UNEP Zero Plastics Treaty: focus on EPR
In June, the Intergovernmental Negotiating Committee (INC) was tasked with preparing a Zero Draft on an international, legally binding instrument on plastic pollution, including the marine environment.
In June, the Intergovernmental Negotiating Committee (INC) was tasked with preparing a Zero Draft on an international, legally binding instrument on plastic pollution, including the marine environment. On 4 September, the INC published the draft ahead of the third United Nations Environment Programme (UNEP) session scheduled for 13 to 19 November in Nairobi, Kenya.
To fulfill the goals of the treaty, the Zero Draft explicitly asks signatory States to establish and operate extended producer responsibility (EPR) systems.
The Zero Draft aims to end plastic pollution and protect human health and the environment.
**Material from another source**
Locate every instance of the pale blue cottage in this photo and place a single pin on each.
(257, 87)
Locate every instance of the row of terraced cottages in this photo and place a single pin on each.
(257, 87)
To succeed with this goal, a full lifecycle approach is applied. A focus is put on harmful chemicals (see article here) and the hardest-to-recycle plastics that should be phased out more rapidly.
Furthermore, the draft proposes that signatory States should not allow the production, sale, distribution, import or export of certain short-lived and single-use plastic products.
Like the Paris Agreement, the treaty does not include time-bound or numerical targets but proposes that each signatory Party develops and implements a national plan for its contribution to the treaty, including publicly available progress reports.
The development of the Zero Draft was supported by various stakeholders, such as the Business Coalition for a Global Plastics Treaty, which Landbell Group joined earlier this year and which calls for an ambitious and effective global treaty to end plastic pollution (see previous article here).
Following the discussion in November, the final version of the Treaty is expected to be ratified in 2024.